Biosynthesis of 5-aminolevulinic acid in mammalian cells is catalyzed by aminolevulinic acid synthase in a condensation reaction utilizing glycine and succinyl X coenzyme A. An alternate pathway in mammalian cells may involve the biosynthesis of aminolevulinic acid via a transamination reaction in which L-alanine is the amino donor and 4,5-dioxovaleric acid is the acceptor. This transamination reaction, or one very similar, is employed by plants for the biosynthesis of aminolevulinic acid which is ultimately converted to chlorophyll. The effect of glyoxalase I on the diversion of dioxovaleric acid to other products was tested using both purified glyoxalase I and crude tissue homogenates.

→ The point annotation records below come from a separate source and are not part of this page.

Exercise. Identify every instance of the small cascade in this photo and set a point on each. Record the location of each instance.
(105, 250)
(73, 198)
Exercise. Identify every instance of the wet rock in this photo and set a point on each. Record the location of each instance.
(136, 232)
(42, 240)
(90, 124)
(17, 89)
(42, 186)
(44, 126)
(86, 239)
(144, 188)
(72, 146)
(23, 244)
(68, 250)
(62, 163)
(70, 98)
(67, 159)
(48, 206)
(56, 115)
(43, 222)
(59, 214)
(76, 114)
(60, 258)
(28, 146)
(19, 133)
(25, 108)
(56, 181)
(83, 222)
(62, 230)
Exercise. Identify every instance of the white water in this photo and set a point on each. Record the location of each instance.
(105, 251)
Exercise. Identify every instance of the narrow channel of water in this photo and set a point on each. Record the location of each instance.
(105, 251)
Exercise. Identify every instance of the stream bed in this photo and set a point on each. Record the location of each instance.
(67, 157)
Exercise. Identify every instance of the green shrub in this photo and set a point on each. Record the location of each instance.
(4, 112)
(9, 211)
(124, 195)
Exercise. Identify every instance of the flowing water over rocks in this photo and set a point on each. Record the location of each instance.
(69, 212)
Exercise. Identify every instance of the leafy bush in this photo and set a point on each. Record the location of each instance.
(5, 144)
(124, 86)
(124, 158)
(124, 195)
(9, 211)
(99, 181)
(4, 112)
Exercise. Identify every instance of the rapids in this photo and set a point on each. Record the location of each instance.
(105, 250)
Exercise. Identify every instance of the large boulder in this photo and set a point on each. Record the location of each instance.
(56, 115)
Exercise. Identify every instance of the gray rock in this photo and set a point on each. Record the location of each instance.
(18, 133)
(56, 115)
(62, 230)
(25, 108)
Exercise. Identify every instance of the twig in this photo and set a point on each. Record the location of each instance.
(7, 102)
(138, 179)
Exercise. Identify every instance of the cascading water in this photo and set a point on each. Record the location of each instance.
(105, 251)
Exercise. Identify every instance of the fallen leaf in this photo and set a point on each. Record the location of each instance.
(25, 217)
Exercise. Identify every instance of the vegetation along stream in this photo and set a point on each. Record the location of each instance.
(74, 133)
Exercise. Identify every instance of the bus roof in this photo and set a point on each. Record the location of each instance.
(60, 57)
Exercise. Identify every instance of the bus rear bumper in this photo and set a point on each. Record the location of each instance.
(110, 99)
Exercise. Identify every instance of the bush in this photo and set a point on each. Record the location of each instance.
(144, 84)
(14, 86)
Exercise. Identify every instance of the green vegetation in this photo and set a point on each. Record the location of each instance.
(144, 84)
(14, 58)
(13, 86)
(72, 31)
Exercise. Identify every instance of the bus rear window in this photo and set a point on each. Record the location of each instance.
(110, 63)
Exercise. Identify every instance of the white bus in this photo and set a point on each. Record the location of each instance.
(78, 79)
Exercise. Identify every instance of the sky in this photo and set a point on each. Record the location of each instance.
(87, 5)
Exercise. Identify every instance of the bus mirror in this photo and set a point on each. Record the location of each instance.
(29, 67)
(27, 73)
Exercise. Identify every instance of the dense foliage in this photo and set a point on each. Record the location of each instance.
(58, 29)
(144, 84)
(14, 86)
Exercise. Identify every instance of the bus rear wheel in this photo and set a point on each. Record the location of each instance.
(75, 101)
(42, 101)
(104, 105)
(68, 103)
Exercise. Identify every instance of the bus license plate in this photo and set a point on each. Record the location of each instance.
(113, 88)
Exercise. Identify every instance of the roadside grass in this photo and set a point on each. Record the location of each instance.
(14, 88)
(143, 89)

Glyoxalase I is a metalloenzyme and glutathione is a co-substrate. Purified glyoxalase I reduced the amount of aminolevulinic acid formed in the presence of dioxovaleric acid, L-alanine, glutathione, and purified L-alanine: 4,5-dioxovaleric acid aminotransferase (dioxovalerate transaminase). The conversion of dioxovaleric acid to aminolevulinic acid was inhibited by the addition of glutathione when a dialyzed bovine liver homogenate served as the source of both glyoxalase I and dioxovalerate transaminase. Removal of metals from bovine liver homogenates produced an 85% decrease in glyoxalase I activity. These 'metal-free' homogenates still affected the conversion of dioxovaleric acid to aminolevulinic acid after preincubation with MgSO4. The effect of glyoxalase I on the metabolism of dioxovaleric acid was also studied using a fluorometric enzyme assay for the quantification of dioxovaleric acid via a coupled enzyme reaction converting it to uroporphyrin. Homogenates of both liver and barley diminished the amount of dioxovaleric acid detected by the coupled assay, but this effect could be prevented by dialysis of the homogenates. Addition of glutathione to dialyzed homogenates markedly reduced the amount of uroporphyrin generated from dioxovaleric acid. Metal-free homogenates supplemented with glutathione reduced the conversion of dioxovaleric acid to uroporphyrin in the coupled assay, but preincubation with MgSO4 greatly augmented this effect. These studies point out the difficulty in evaluating dioxovaleric acid as a heme precursor using whole cell homogenates.